Think about onboarding. Instead of explaining “we value collaboration,” imagine telling a new hire about how three departments worked late for a week to meet a client deadline. That’s more than a bullet point. That’s the culture being lived. Storytelling in human resources creates these moments of recognition where people say, Oh, so that’s what we mean by collaboration.
Real-Life Stories Make Culture Feel Real
Let’s say Mia is an HR manager at a regional credit union. She wants to remind staff about the value of empathy, especially during customer calls. Rather than sending out another email full of best practices, she gathers stories from tellers who went the extra mile.
One brought coffee to an elderly customer waiting outside before opening. Another noticed signs of financial abuse and reported it discreetly. Mia turns these examples into short weekly shoutouts at team meetings. They’re less than two minutes each, but they stay with people. That’s how reinforcing company values becomes part of the rhythm of work.
Where HR Can Weave In Stories
Storytelling does not require a stage. It can happen in small ways across regular touchpoints.
- Onboarding: Share stories of real employees who represent core values
- Training: Use scenarios that are pulled from actual internal experiences
- Internal newsletters: Highlight actions, not just announcements
- Performance reviews: Connect feedback to real examples of value-driven behavior
None of this has to be dramatic. In fact, the more ordinary the story, the more relatable it feels. Not every tale needs to be a hero’s journey. A well-told five-minute moment can be just as powerful.

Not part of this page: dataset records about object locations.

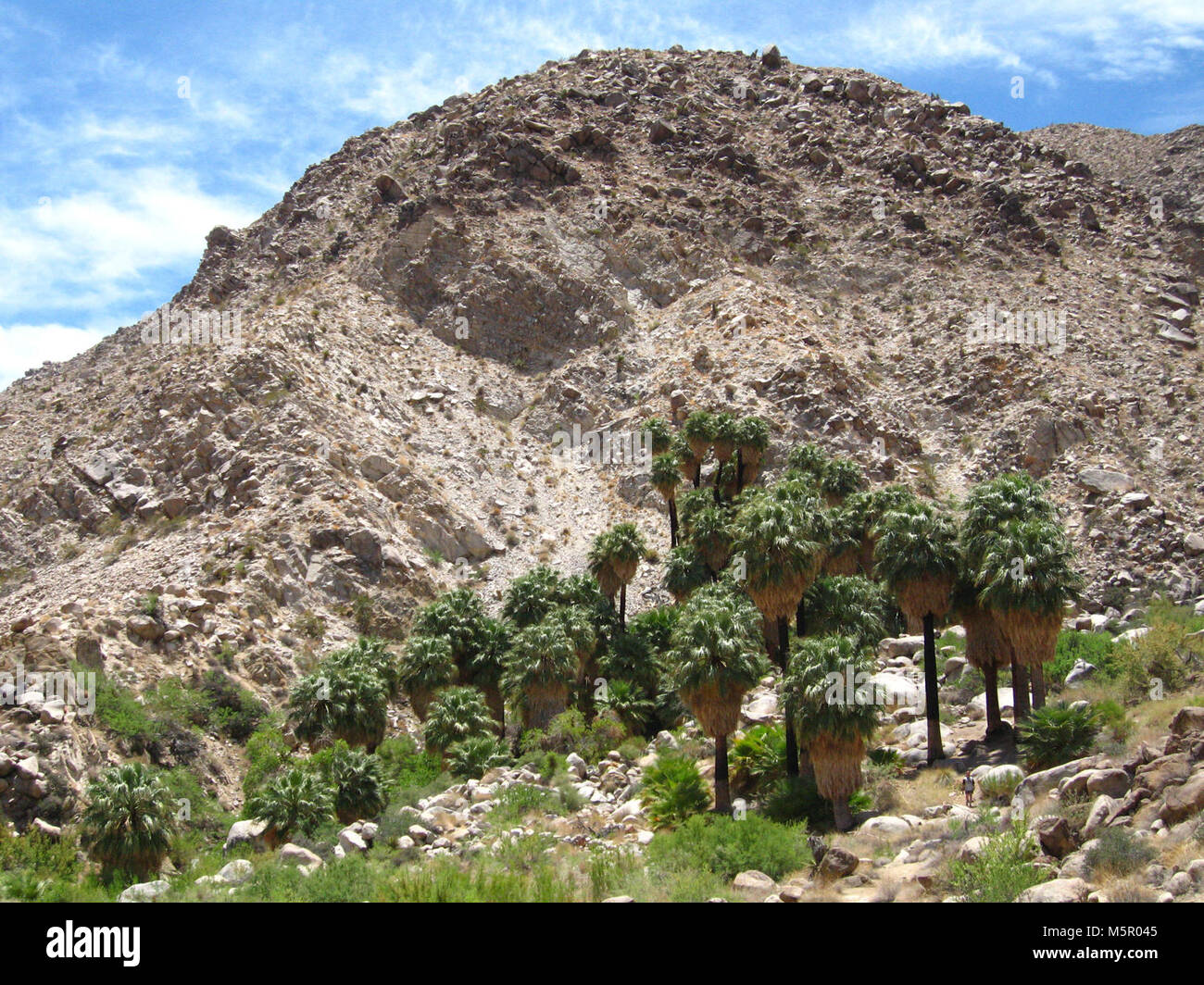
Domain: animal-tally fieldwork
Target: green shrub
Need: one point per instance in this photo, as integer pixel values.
(673, 790)
(1003, 869)
(472, 757)
(1096, 648)
(1055, 735)
(759, 757)
(268, 751)
(725, 847)
(796, 799)
(1119, 852)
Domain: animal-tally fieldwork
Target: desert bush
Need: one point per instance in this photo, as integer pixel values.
(1119, 852)
(1003, 869)
(726, 847)
(673, 790)
(1055, 735)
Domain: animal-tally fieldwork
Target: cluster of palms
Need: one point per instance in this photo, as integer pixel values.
(819, 545)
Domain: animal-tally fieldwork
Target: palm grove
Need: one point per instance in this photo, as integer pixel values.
(798, 579)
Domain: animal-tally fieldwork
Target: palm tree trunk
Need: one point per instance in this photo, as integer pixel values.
(932, 693)
(1020, 690)
(722, 788)
(1038, 675)
(842, 814)
(783, 661)
(994, 719)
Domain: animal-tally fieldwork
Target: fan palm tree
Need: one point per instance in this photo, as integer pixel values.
(751, 441)
(457, 713)
(665, 479)
(357, 780)
(129, 820)
(834, 731)
(710, 532)
(426, 665)
(698, 432)
(294, 800)
(990, 507)
(372, 655)
(782, 560)
(850, 605)
(916, 555)
(862, 511)
(533, 595)
(715, 660)
(540, 667)
(839, 480)
(613, 560)
(986, 648)
(1027, 580)
(486, 665)
(340, 704)
(458, 617)
(684, 572)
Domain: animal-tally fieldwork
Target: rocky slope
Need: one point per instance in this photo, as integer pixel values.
(613, 236)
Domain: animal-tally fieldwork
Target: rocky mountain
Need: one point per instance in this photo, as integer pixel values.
(357, 395)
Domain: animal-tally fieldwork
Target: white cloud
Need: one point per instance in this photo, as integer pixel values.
(94, 243)
(25, 345)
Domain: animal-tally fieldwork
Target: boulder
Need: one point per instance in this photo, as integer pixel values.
(1055, 836)
(837, 864)
(754, 881)
(1181, 802)
(1056, 891)
(1106, 480)
(144, 892)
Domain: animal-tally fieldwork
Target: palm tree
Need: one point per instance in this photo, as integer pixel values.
(839, 480)
(751, 440)
(850, 605)
(340, 704)
(129, 821)
(862, 511)
(715, 659)
(916, 555)
(533, 595)
(1027, 580)
(458, 617)
(486, 665)
(684, 572)
(357, 780)
(540, 668)
(985, 645)
(834, 729)
(990, 507)
(613, 560)
(426, 665)
(698, 432)
(710, 532)
(294, 800)
(457, 713)
(782, 560)
(665, 479)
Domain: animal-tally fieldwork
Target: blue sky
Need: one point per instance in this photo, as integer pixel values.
(128, 131)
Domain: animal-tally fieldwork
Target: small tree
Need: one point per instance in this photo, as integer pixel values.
(128, 823)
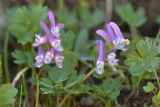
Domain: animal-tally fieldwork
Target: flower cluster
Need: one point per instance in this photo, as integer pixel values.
(52, 38)
(113, 35)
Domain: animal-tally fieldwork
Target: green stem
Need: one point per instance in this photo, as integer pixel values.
(6, 69)
(25, 90)
(155, 73)
(68, 95)
(37, 94)
(133, 31)
(20, 98)
(61, 5)
(58, 99)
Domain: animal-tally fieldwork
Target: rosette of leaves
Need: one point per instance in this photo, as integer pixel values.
(130, 16)
(63, 80)
(24, 22)
(144, 58)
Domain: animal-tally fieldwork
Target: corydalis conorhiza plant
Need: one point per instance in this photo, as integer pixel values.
(113, 35)
(52, 37)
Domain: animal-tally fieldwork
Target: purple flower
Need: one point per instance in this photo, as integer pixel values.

Let Employees Tell Their Own Stories
Sometimes, the best thing HR can do is hand over the mic. Invite employees to share their own value-driven moments, feature them on the intranet, or create a rotating segment in town halls where someone shares a recent experience that reflects a company’s values. When people hear peers reflect the culture out loud, it feels less like top-down messaging and more like a shared language.
This approach also supports strong employee engagement techniques. When individuals are encouraged to tell their own stories instead of only listening to others, they feel more connected, more recognized, and more inclined to live out those values in their daily work.
Making Values Stick Without Sounding Like a Slogan
If HR wants employees to connect with the company’s values in a real and lasting way, it might be time to change the approach. Rather than rewriting policy language again, start listening. Start collecting the stories that show what your culture looks like in practice. That is how values move from something written to something lived!